Desgraciadamente, Ucrania puede ser uno de los laboratorios urbanos del futuro. ¿Cómo se debería reconstruir un país entero según sus principios arquitectónicos?
La guerra en Ucrania es una enorme tragedia. En abril de 2022, como con- secuencia de la guerra y en el marco del Foro de Alcaldes de Naciones Unidas, el alcalde de Járkov, Ihor Terekhov, me pidió que encabezara un plan para la re- construcción de la ciudad. Desde ese momento, la Fundación Norman Foster ha estado en contacto con los líderes de la comunidad local, los arquitectos y los profesionales de Ucrania para formar un equipo de trabajo multidisciplinar de asesores internacionales. Coordinados por la fundación y por la compañía Arup, el equipo está recabando datos, definiendo estrategias urbanas a largo plazo y creando proyectos piloto para su estudio inmediato. El equipo colabora desinteresadamente y el trabajo continúa. Se trata de un proceso continuo y participativo en el que la ONU se ha implicado en todo momento.
Ha dicho en varias ocasiones que la arquitectura se reduce básicamente al diseño, y es evidente que todas las ciudades empiezan a parecerse las unas a las otras: los rascacielos son iguales en todas partes y los centros de las ciudades se parecen cada vez más (incluso tienen las mismas tiendas). ¿Ha estandarizado la globalización –y, por tanto, de alguna manera, eliminado– el diseño, el estilo y la personalidad de cada lugar?

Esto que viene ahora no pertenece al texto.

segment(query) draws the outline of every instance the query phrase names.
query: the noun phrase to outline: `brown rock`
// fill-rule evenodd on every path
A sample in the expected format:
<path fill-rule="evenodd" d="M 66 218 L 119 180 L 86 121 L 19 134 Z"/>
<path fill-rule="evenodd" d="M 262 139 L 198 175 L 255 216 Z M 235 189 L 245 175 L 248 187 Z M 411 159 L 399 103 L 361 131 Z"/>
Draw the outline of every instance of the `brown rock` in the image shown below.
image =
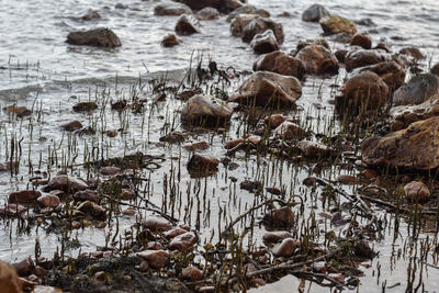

¿Cómo se define la naturaleza de un lugar? Es como intentar usar palabras para explicar un color; en realidad, lo reconoces cuando lo ves. El sentido del lugar es aquel que sientes y experimentas, consciente o inconscientemente, cuando estás ahí. Un lugar puede conectarte con tus recuerdos, con la historia, con la comunidad, con tu destino y tu identidad. La escala es casi infinita. Sin embargo, por lo general, la creación de lugares se asocia al mundo de los espacios urbanos: la infraestructura de las calles, plazas, carreteras, parques y puentes de nuestros pueblos y ciudades. El lugar está en el espíritu, aunque no tenga un origen espiritual. En muchos casos, un viaje atrás en el tiempo proporciona las claves para avanzar hacia el futuro. Tanto si se trata de un proyecto urbanístico como de un edificio, diseñamos teniendo en cuenta el pasado para responder a las necesidades actuales, si bien anticipándonos a un futuro todavía desconocido. Esto vale tanto para la búsqueda de un «lugar» como para la arquitectura de un edificio concreto y su aportación al espacio público.